Salut à tous,
Et voici le chapitre de ce samedi... on approche de la fin de cette partie...
Enjoy :)
- Harry que se passe-t-il ?
- Ça concerne Slughorn, dit-il d'une voix légèrement hachée. J'ai enfin mis la main sur son souvenir. Je sais dorénavant ce qu'est un Horcruxe, ajouta-t-il avec gravité. Tu devrais aller réveiller tes amis, Dott'. Car cela dépasse tout ce que l'on a pu imaginer.
Dorea, Théo, Blaise et Daphné étaient installés sur les canapés et fauteuils tout autour de la cheminée alors qu'Harry leur contait ce qu'il avait vu dans la Pensine de Dumbledore.
Lorsqu'il eut achevé son récit, aucun n'éprouva les mots pour dire ce qu'il ressentait.
- Six horcruxes…, murmura Théo.
- Quatre à présent, précisa Harry. J'ai détruit le journal de Jedusor en deuxième année et Dumbledore la bague de Gaunt.
- Donc… il ne reste plus que la coupe de Poufsouffle et le médaillon de Serpentard, résuma Blaise.
- Et certainement une relique de Serdaigle ou de Gryffondor, ajouta Daphné. Ainsi qu'un autre horcruxe dont on n'a pas connaissance.
- Merlin, souffla Théo. Et tu dis que Dumbledore est la recherche de ces reliques d'où ses absences fréquentes de l'école ?
Harry hocha la tête.
- La prochaine fois, il nous emmènera, Dorea et moi. Il me l'a promis.
Les trois serpentards tournèrent la tête vers la rousse, qui elle, avait le regard plongé dans les flammes qui crépitait dans l'âtre.
- Dott' ? Dorea ? appela Daphné.
- Co… Comment est-ce possible ? dit cette dernière d'une voix enrouée.
Elle vira ses yeux pour les poser sur son frère.
- Comment allons-nous… faire ?
- Je n'en sais rien, dit Harry en haussant les épaules, son visage affichant une expression affligée. Je suppose qu'avec l'aide de Dumbledore, nous pouvons arriver à nos fins.
Dorea jaugea son frère, constatant que son optimisme la rebutait presque. Il était à mille lieux de savoir ce qu'il se tramait véritablement.
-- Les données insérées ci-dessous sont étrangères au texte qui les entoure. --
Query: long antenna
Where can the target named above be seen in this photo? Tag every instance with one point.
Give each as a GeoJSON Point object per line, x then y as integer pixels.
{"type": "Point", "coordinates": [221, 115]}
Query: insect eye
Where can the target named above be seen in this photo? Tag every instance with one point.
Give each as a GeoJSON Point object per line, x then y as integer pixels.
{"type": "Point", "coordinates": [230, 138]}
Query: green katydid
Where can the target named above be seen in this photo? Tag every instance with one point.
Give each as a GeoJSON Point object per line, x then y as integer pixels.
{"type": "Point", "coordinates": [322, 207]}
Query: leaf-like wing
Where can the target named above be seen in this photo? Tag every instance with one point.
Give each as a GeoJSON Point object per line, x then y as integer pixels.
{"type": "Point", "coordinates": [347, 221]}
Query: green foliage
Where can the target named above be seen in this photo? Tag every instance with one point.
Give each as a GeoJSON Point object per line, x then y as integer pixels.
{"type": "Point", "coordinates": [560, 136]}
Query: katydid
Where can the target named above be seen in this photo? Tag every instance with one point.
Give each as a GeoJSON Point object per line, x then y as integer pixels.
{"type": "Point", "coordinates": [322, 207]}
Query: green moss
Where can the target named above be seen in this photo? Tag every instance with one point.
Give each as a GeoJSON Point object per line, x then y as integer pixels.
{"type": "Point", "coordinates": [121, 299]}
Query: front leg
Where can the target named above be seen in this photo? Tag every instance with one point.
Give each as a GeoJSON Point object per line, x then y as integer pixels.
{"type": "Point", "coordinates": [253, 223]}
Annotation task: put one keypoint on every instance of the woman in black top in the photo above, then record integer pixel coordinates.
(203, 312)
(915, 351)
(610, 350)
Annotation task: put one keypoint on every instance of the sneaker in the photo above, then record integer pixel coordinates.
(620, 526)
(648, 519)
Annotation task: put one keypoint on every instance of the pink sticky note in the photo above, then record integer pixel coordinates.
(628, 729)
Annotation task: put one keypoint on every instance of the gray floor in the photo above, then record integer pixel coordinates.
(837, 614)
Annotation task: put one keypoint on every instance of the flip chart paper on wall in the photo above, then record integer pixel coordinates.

Elle secoua le chef désabusé, se souriant à elle-même.
- Qu'est-ce qu'il y a Dorea ? s'enquit Théo.
- Et si Dumbledore vint à disparaître… avant que nous ayons détruit chacun des horcruxes ?
- Dumbledore est le plus grand sorcier de notre siècle et celui qui n'ait jamais craint Lord Voldemort, assura Harry. Il faudra un bon moment avant que lui ou un de ses sbires n'arrive à l'éliminer.
- Mais on dit qu'il se fait… vieux, dit alors Daphné avec une certaine hésitation.
- Je suis certain qu'il est encore là pour quelques années. Il ne faut juste pas perdre de temps, assura Harry.
Dorea ferma ses prunelles, contrite et attrister de voir que son frère vivait tout simplement dans un rêve éveillé.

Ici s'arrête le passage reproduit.